Our space explorers got some friends together to try to form a galactic union. Most inter-species unions would be an empire where a few species are controlling lots of others, or a partnership between a few species like they have now. They are actively trying to avoid both of these. They quickly run into a problem; how to determine if a being is a person? Right now, they have the following rules, in no particular order:
- Humans and similar rubber-forehead-esque aliens are people. As elemtilas pointed out, some people today have not sorted this out, but our travelers have, in no small part due to the species in rule 2.
- A species of near-perfect altruists are people. This is relevant, because they will not defend themselves in certain situations e.g. won't save themselves if it means other will die.

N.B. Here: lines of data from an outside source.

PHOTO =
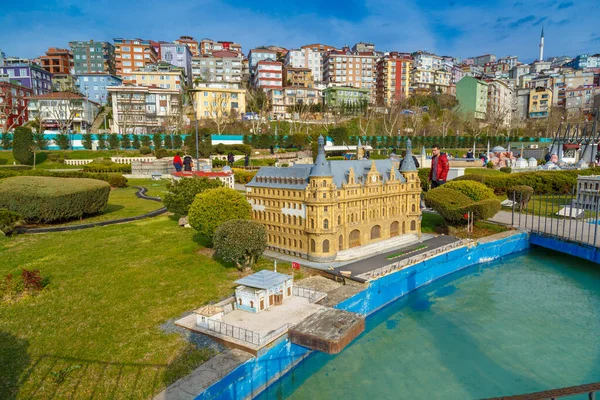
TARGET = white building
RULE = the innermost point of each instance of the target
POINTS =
(262, 290)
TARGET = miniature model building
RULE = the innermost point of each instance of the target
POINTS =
(313, 211)
(262, 290)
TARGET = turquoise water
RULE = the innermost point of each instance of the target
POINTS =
(527, 323)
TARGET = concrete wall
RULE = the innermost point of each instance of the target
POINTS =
(250, 378)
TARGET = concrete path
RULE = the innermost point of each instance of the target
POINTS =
(578, 230)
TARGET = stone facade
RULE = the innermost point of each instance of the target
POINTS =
(314, 211)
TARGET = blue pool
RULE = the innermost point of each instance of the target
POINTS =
(528, 322)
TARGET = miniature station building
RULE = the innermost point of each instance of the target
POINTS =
(315, 210)
(262, 290)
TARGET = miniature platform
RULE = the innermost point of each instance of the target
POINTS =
(329, 330)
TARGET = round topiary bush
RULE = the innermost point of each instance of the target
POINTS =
(48, 199)
(213, 207)
(474, 190)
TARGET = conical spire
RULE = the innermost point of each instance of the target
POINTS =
(321, 166)
(408, 164)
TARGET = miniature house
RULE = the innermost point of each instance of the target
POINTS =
(262, 290)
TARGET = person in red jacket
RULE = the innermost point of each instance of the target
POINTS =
(439, 167)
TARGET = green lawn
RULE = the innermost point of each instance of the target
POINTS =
(111, 289)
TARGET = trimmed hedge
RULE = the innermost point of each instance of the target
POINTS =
(474, 190)
(114, 180)
(48, 199)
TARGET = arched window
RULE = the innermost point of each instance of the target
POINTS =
(376, 232)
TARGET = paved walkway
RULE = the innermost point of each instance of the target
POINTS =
(578, 230)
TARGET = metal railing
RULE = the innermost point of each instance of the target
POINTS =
(243, 334)
(571, 216)
(415, 259)
(310, 294)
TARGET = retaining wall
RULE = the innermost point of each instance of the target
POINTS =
(253, 376)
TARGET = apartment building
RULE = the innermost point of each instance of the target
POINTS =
(63, 110)
(14, 98)
(95, 86)
(191, 43)
(268, 75)
(161, 74)
(472, 96)
(393, 78)
(29, 75)
(298, 77)
(144, 109)
(133, 54)
(57, 61)
(215, 100)
(220, 66)
(208, 46)
(500, 101)
(93, 57)
(540, 102)
(180, 56)
(350, 68)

- Bio-mechanical beings are people, such as cyborgs, people with prosthetics, and some species who evolved to be mostly mechanical.
- Species with incomplete free will are people. For example, a species with a hive mind, or a species where individuals higher up can mentally force those beneath them to do things. However, individuals have to exhibit individuality, or the species is one individual.

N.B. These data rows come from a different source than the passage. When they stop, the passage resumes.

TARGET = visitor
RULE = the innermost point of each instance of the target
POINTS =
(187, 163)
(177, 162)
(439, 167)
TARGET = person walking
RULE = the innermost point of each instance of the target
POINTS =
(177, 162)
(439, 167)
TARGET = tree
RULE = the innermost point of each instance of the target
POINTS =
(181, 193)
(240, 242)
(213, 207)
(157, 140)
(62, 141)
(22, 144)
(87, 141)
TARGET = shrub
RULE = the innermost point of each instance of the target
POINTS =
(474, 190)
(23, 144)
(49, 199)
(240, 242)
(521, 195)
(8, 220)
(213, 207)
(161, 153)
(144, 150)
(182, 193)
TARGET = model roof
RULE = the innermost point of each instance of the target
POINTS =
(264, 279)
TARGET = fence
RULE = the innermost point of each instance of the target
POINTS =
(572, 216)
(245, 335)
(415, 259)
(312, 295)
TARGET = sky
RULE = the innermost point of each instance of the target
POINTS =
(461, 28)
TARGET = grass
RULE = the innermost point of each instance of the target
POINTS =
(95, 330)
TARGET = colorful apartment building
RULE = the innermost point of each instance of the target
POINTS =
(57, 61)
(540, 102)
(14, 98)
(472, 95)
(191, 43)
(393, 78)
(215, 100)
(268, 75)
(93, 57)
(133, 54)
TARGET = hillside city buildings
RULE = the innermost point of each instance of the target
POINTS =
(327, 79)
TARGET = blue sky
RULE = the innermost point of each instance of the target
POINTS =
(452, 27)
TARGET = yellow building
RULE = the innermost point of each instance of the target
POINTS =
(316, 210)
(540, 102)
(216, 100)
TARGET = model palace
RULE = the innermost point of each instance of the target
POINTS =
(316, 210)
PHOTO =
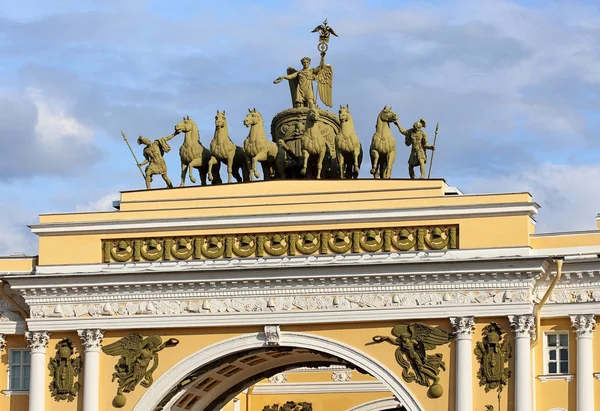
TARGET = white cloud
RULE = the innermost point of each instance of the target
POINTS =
(54, 123)
(568, 195)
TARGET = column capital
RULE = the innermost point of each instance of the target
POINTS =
(584, 325)
(522, 325)
(37, 340)
(91, 339)
(463, 326)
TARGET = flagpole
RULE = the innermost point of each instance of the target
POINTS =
(433, 151)
(138, 163)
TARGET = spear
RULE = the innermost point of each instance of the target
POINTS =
(433, 152)
(138, 163)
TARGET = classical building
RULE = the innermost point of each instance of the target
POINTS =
(334, 295)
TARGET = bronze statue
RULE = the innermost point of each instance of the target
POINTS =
(417, 138)
(301, 83)
(314, 146)
(225, 151)
(413, 341)
(136, 354)
(153, 153)
(348, 147)
(193, 154)
(383, 144)
(63, 370)
(259, 149)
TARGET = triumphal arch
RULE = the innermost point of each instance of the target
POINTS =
(312, 289)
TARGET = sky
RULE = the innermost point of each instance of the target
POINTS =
(514, 85)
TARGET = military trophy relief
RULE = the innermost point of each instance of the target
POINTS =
(307, 141)
(289, 406)
(493, 352)
(279, 244)
(63, 371)
(414, 341)
(138, 360)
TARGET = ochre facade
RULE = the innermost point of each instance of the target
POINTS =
(274, 291)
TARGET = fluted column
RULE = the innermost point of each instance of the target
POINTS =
(523, 327)
(584, 328)
(464, 327)
(38, 341)
(92, 340)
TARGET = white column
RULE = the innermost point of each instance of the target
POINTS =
(584, 328)
(523, 327)
(464, 327)
(38, 341)
(92, 340)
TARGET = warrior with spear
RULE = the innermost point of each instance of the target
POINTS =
(417, 138)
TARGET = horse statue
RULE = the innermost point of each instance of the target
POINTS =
(225, 151)
(259, 149)
(348, 147)
(193, 154)
(383, 144)
(313, 143)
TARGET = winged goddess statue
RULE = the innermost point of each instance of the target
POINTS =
(133, 367)
(301, 86)
(413, 341)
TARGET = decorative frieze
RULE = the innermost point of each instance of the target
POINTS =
(522, 325)
(584, 325)
(463, 327)
(280, 244)
(276, 303)
(37, 340)
(272, 334)
(341, 376)
(91, 339)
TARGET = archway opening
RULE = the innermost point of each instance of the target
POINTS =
(210, 378)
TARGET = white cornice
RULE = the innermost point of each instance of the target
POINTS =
(283, 318)
(287, 219)
(319, 388)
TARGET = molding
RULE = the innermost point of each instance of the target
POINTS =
(286, 219)
(555, 377)
(377, 405)
(205, 356)
(584, 325)
(8, 393)
(282, 318)
(319, 387)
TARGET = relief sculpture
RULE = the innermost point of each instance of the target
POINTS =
(133, 367)
(413, 341)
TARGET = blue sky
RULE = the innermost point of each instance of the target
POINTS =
(514, 84)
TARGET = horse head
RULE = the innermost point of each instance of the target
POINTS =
(220, 119)
(387, 115)
(344, 113)
(253, 118)
(313, 114)
(184, 126)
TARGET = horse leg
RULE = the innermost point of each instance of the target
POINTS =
(195, 163)
(320, 162)
(305, 156)
(374, 162)
(230, 166)
(388, 170)
(262, 156)
(356, 165)
(183, 173)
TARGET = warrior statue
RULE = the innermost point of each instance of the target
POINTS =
(417, 138)
(153, 153)
(301, 85)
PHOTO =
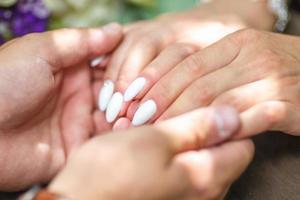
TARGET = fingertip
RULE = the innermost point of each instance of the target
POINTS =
(100, 123)
(132, 109)
(122, 124)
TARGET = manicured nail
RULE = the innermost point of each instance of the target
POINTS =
(227, 120)
(144, 113)
(134, 89)
(114, 107)
(105, 94)
(111, 28)
(96, 61)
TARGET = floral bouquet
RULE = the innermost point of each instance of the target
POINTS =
(19, 17)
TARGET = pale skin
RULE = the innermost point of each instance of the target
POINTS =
(202, 26)
(158, 161)
(46, 101)
(47, 113)
(256, 72)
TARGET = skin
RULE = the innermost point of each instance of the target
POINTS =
(158, 161)
(200, 26)
(230, 72)
(46, 100)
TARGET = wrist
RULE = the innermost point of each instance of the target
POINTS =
(255, 14)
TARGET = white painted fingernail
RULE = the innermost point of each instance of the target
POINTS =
(105, 94)
(144, 113)
(134, 89)
(96, 61)
(114, 107)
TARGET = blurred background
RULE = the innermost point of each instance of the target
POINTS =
(19, 17)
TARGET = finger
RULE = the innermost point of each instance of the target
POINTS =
(164, 62)
(219, 87)
(170, 86)
(270, 115)
(211, 171)
(100, 62)
(141, 53)
(246, 96)
(122, 124)
(100, 123)
(200, 128)
(72, 46)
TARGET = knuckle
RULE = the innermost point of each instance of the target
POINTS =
(274, 112)
(246, 36)
(269, 60)
(208, 189)
(181, 50)
(193, 64)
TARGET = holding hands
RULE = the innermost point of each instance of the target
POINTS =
(46, 100)
(256, 72)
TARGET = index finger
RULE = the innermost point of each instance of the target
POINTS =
(200, 128)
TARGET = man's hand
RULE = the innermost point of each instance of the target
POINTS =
(46, 100)
(162, 161)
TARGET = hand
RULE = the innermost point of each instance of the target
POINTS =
(256, 72)
(201, 26)
(159, 162)
(46, 100)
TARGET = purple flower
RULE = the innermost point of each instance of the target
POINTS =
(27, 16)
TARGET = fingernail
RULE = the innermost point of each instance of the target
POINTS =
(114, 107)
(111, 28)
(96, 61)
(144, 113)
(105, 94)
(227, 119)
(134, 89)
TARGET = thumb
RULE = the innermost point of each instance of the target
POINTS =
(67, 47)
(201, 128)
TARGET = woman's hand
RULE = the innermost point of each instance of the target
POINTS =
(159, 161)
(256, 72)
(201, 26)
(46, 100)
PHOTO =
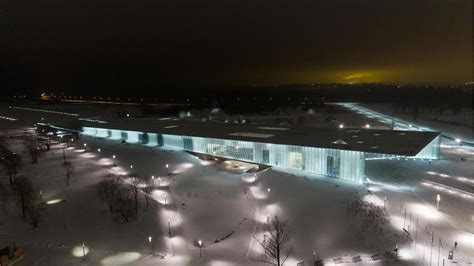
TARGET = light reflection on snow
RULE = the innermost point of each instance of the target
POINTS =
(121, 258)
(206, 163)
(105, 161)
(396, 221)
(221, 263)
(163, 197)
(178, 260)
(182, 167)
(374, 189)
(425, 211)
(465, 239)
(407, 253)
(87, 155)
(77, 251)
(249, 178)
(257, 192)
(175, 220)
(374, 200)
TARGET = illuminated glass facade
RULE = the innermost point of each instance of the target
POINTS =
(345, 164)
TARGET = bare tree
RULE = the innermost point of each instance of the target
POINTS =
(106, 189)
(32, 147)
(23, 190)
(371, 218)
(124, 203)
(12, 163)
(275, 241)
(35, 208)
(135, 190)
(147, 189)
(69, 171)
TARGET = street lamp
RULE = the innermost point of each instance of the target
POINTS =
(438, 199)
(169, 227)
(200, 247)
(149, 241)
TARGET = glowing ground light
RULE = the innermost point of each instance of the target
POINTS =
(122, 258)
(79, 251)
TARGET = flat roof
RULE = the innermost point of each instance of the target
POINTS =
(404, 143)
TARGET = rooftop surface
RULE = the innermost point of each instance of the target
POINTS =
(405, 143)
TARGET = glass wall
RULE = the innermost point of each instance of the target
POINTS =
(343, 164)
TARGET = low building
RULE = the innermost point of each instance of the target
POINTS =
(335, 152)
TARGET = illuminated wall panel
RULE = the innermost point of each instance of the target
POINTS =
(349, 165)
(152, 139)
(115, 134)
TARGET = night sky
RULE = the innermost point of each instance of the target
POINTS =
(153, 43)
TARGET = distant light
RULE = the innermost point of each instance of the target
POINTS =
(49, 202)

- Species that communicate in "unusual" ways and live for varied periods of time are people. For example, bug-like aliens who communicate solely via pheromone and live for short periods of time, are people.
However, the following are not people:
- Food, like cows, corn, and their alien counterparts, are not people.
- Species without any individuality at all.
- Species without civilization.
- Species where the only desire of the entire populous is the pain and destruction of others.
There are three big problems with the current system. First, the "not people" rules, are incomplete. Second, the "are people" rules are incomplete and the connection between them isn't clear. Finally, what counts as communication is foggy. It's fine to not have a language if you have telepathy, but you can't regard the communications of a dog as valid, even though they do communicate through body language and sound. (they are still good boys though.)
This group needs a simple, objective (or near objective), guidelines for determining the person-hood of a species that fits as many of their current rules as possible
The rules they have made already can be changed, but doing so may result in some unfortunate consequences, like telling someone they can't eat bacon anymore because pigs are people, and so is the guy who wants to eat them. It could also result in telling someone already in their union "actually, you don't count."